FOR PROJECT DELIVERY TEAMS:
- Allocate more time to think, supervise, question, teach, analyze, research, ask, utilize peer reviews, find out how other industries do it, etc., such that a effective answer has been found that is technically and financially sound. Yes, this will cost more money in the shop -- but there will be big savings in the field and in overall execution time gained. As important, ROIs will improve and management may once more beckon engineers to the top positions instead of thinking of engineering as a necessary evil. Every technologist should never forget that engineering without economics is a meaningless term.
- To ensure that lessons learned during startup are retained in the knowledge data bank of each organization, it should become standard practice to have the owner/contractor process designers and other team members lead the startup efforts, and not leave the field until all the design objectives have been met. After startup, a Process Design Considerations Memorandum should be mandatory, including all the lessons learned in the field.

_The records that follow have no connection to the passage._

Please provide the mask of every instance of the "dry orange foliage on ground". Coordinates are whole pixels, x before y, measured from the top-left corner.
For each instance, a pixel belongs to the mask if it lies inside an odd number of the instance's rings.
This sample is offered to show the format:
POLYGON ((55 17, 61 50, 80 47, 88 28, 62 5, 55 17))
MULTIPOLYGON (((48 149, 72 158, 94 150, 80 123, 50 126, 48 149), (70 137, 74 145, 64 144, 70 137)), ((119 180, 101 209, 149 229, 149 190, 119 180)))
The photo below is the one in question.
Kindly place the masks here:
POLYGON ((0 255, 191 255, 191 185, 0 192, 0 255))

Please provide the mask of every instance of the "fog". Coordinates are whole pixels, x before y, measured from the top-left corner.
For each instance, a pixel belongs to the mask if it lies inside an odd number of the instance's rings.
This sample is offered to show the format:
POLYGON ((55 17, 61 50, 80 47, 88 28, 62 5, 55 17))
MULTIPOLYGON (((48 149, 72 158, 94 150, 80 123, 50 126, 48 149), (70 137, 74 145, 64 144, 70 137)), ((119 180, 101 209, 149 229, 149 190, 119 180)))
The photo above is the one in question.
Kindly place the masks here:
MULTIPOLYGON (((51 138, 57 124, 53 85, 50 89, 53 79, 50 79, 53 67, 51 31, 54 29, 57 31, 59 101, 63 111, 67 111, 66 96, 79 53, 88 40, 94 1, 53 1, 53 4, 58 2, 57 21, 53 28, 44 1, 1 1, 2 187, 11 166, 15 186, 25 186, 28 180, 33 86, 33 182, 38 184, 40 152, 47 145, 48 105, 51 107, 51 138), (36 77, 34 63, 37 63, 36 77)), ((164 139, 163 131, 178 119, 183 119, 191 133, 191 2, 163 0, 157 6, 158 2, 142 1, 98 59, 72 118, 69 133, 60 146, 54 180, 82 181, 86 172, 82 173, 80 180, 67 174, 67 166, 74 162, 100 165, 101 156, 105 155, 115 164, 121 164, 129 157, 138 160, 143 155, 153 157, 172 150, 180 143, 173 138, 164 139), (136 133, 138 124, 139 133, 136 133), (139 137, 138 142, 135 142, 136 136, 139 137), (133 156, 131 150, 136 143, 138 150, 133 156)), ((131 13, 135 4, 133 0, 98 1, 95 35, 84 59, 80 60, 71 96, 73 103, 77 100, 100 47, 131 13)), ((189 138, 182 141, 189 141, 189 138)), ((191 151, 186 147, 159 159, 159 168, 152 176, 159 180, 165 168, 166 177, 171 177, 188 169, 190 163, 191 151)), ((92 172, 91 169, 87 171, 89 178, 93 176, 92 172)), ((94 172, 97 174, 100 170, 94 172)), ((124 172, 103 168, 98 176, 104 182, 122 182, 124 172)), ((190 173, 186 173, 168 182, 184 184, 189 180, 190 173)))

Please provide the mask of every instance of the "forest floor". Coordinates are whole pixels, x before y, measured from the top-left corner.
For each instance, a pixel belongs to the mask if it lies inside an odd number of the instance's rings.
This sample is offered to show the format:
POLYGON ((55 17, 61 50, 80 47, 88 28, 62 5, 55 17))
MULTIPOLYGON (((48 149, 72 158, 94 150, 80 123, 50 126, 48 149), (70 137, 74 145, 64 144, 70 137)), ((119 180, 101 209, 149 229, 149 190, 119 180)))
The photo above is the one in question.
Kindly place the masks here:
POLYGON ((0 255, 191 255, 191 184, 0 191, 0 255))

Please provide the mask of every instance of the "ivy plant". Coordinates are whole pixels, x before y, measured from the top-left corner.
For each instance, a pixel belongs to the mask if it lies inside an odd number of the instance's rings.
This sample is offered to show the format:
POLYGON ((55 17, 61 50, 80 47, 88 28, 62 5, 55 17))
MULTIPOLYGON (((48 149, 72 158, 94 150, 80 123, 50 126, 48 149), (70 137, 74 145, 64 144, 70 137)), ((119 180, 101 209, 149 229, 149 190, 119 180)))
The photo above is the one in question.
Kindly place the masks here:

- The measuring sticks for success must be revised from "On Time and on Budget," to "Our turnover ratio on this project is higher than our competitors," or "Our net margin on this project is better than our competitors," or even "We achieved the expected return we promised to the owner based on the total capital invested," and other similar goals that link our performance to real world results, such as "We made saleable product on the date promised initially" and "We gained the following valuable knowledge that will help us improve our returns on future projects."
FOR CONTROL MAGAZINE:
- I think you are doing a very good job educating the reader. You have two places every month where learning can take place. Béla Lipták's column, “Ask the Experts,” and the informative work by McMillan and Weiner in Control Talk. My suggestion is to expand these columns to include even more technical details, with added emphasis on how various technical equipment/instrumentation options can be adapted to differing project economic realities.
- It might be instructive to start a Lessons Learned column targeted to finding what did not work and why, where readers would be invited to tell in some detail what they learned, anonymously if they so preferred. If printing costs do not permit such page expansion, then perhaps you can do it on the electronic version only.
FOR OWNERS/CONTRACTORS:
Support existing or initiate new Operational Excellence Forums, where peers could hold videoconference discussions on technical issues, guided/facilitated by knowledgeable teachers. The thrust of such Forums would be "what's best techno-economically for this case?" A summary of the problem and the understandings reached would be available on the web as a Case Study. Case Studies have been valuable teaching tools to train people on how to solve business problems. Over time we would build up a knowledge library, which will be helpful to future learners.
FOR INDIVIDUAL ENGINEERS/TECHNOLOGISTS:
Keep learning, keep asking, keep advancing. Believe that you can add value. There is beauty and pleasure in digging for the truth and the facts, even the mundane ones that we deal with. Teach others.
In summary, we need a new way to design and construct plants. The old way is not working.